One of the main drivers of Moroccan success has been its focus on infrastructure. The Tangier Med port project, for example, was not just a port project but a huge strategic endeavor aimed at connecting Morocco to global markets, enhancing its status as a gateway to Africa and Europe. This investment in logistics has made Morocco a preferred destination for global companies seeking to establish manufacturing and export bases, which has positively reflected on job creation and technology transfer.
Furthermore, Morocco has shown a strong commitment to transitioning towards clean energy. The substantial investments in solar and wind energy projects, such as the Noor Ouarzazate complex, have not only reduced the fossil energy import bill but also provided a new competitive advantage to local manufacturers who can now access relatively affordable clean energy, supporting global sustainability goals.

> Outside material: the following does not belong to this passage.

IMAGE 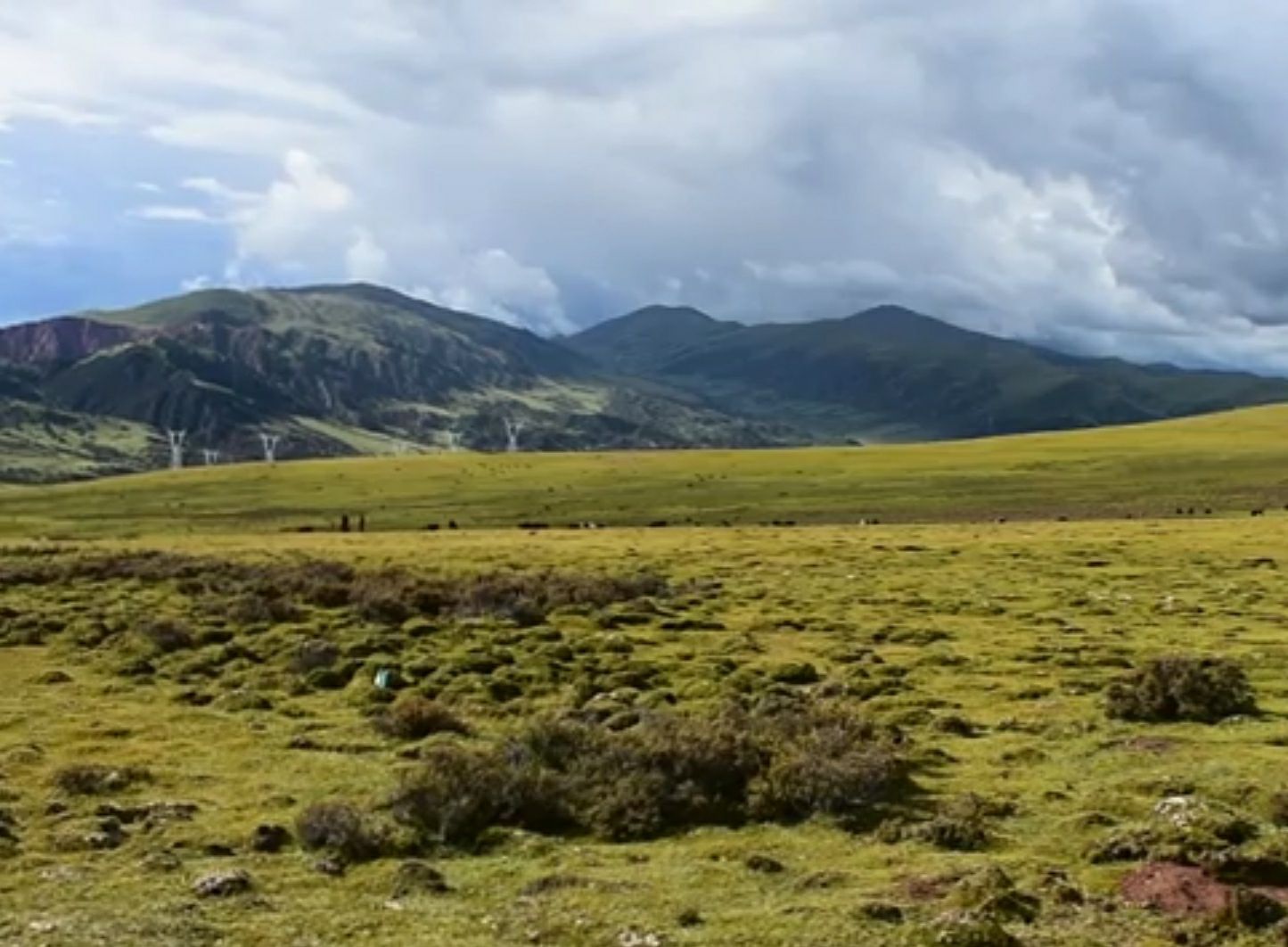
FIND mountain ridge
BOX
[0,284,1288,480]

Institutionally, despite challenges, Morocco has distinguished itself with continuous efforts to improve the business climate through legislative and procedural reforms, although the rate of progress has been uneven. Transparency in large investment deals and the move towards relying on the private sector as a primary growth driver have been crucial factors in attracting foreign direct investments, which are often directed towards productive sectors with high added value.
In Algeria, the challenge of managing oil wealth has led to the Dutch disease phenomenon, which hampers non-oil industrial development. The focus on public spending supported by oil weakened the role of the private sector and led to an inflated public sector, making the economy less flexible in the face of external shocks. Attempts at diversification, although present on paper, have not seen adequate implementation due to structural challenges and regulatory ambiguity. Moreover, reliance on importing raw materials and machinery to operate existing factories means that a substantial part of oil revenues is spent on imports instead of building a sustainable local production base.

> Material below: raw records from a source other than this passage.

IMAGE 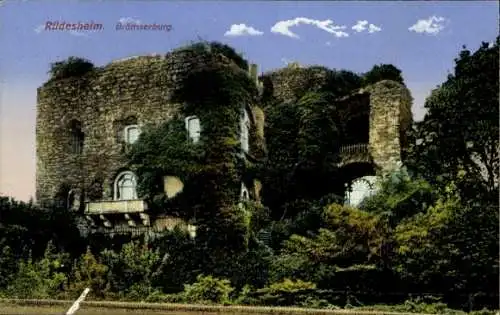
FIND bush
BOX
[49,56,95,79]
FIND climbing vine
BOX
[49,56,95,80]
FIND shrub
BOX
[184,275,233,304]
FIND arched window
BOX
[240,110,250,152]
[123,125,141,144]
[186,116,201,143]
[69,120,84,154]
[114,171,137,200]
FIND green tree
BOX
[69,248,109,298]
[101,241,161,298]
[394,184,499,299]
[49,56,94,79]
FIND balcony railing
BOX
[85,199,147,214]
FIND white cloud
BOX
[408,15,446,35]
[271,17,349,38]
[281,58,291,66]
[118,17,141,24]
[351,20,382,33]
[224,23,264,37]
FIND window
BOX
[345,176,377,207]
[186,116,201,143]
[124,125,141,144]
[240,110,250,152]
[114,172,137,200]
[240,183,250,201]
[70,120,84,154]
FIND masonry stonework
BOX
[36,51,250,209]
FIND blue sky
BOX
[0,1,498,200]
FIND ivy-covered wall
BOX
[36,46,263,210]
[262,64,412,174]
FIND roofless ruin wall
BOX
[36,51,240,204]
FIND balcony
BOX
[85,199,147,214]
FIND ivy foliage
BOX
[174,41,248,71]
[49,56,95,80]
[363,64,404,86]
[259,64,399,218]
[130,43,257,255]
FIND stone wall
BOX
[366,80,412,174]
[36,50,258,204]
[265,64,412,179]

The fundamental difference lies in the strategy followed to manage available resources. Morocco, lacking substantial natural resources, realized early that its real resources lie in its geographical location, human diversity, and ability to build sustainable international partnerships. Morocco has turned the challenge into an opportunity by strongly integrating itself into global value chains in specific sectors. In contrast, Algeria failed to leverage the period of oil abundance to build substantial financial reserves or to effectively diversify income sources to ensure economic stability after the decline in fuel prices.

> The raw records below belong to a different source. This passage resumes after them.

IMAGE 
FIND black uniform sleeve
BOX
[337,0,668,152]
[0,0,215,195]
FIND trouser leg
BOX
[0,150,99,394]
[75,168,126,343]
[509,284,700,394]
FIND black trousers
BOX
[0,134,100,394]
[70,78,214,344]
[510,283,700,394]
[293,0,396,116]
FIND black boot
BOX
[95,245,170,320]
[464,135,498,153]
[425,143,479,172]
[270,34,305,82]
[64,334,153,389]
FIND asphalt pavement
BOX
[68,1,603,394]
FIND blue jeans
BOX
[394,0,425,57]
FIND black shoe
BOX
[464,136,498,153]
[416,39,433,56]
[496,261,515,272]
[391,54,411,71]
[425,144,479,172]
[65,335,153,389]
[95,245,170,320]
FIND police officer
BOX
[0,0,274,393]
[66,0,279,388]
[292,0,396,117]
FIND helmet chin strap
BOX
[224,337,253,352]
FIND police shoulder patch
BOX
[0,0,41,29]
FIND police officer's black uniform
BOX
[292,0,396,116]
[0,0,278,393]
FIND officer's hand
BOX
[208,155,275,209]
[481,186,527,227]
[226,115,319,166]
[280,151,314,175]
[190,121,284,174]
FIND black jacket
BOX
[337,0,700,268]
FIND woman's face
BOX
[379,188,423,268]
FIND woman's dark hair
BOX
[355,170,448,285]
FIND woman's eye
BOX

In conclusion, Morocco's relative economic success in the absence of oil resources is evidence that political will, clear strategic planning, investment in productive sectors, and opening the economy to global competition are critical factors for sustainable growth. Meanwhile, the Algerian economic situation proves that natural resource abundance does not guarantee prosperity unless accompanied by effective governance mechanisms, structural diversity, and genuine activation of the private sector. The Algerian dilemma lies in how to escape the oil rent trap, while Morocco continues its journey toward consolidating its position as a rising economic power in the region, based on intangible sectors like infrastructure and growing industrial capabilities.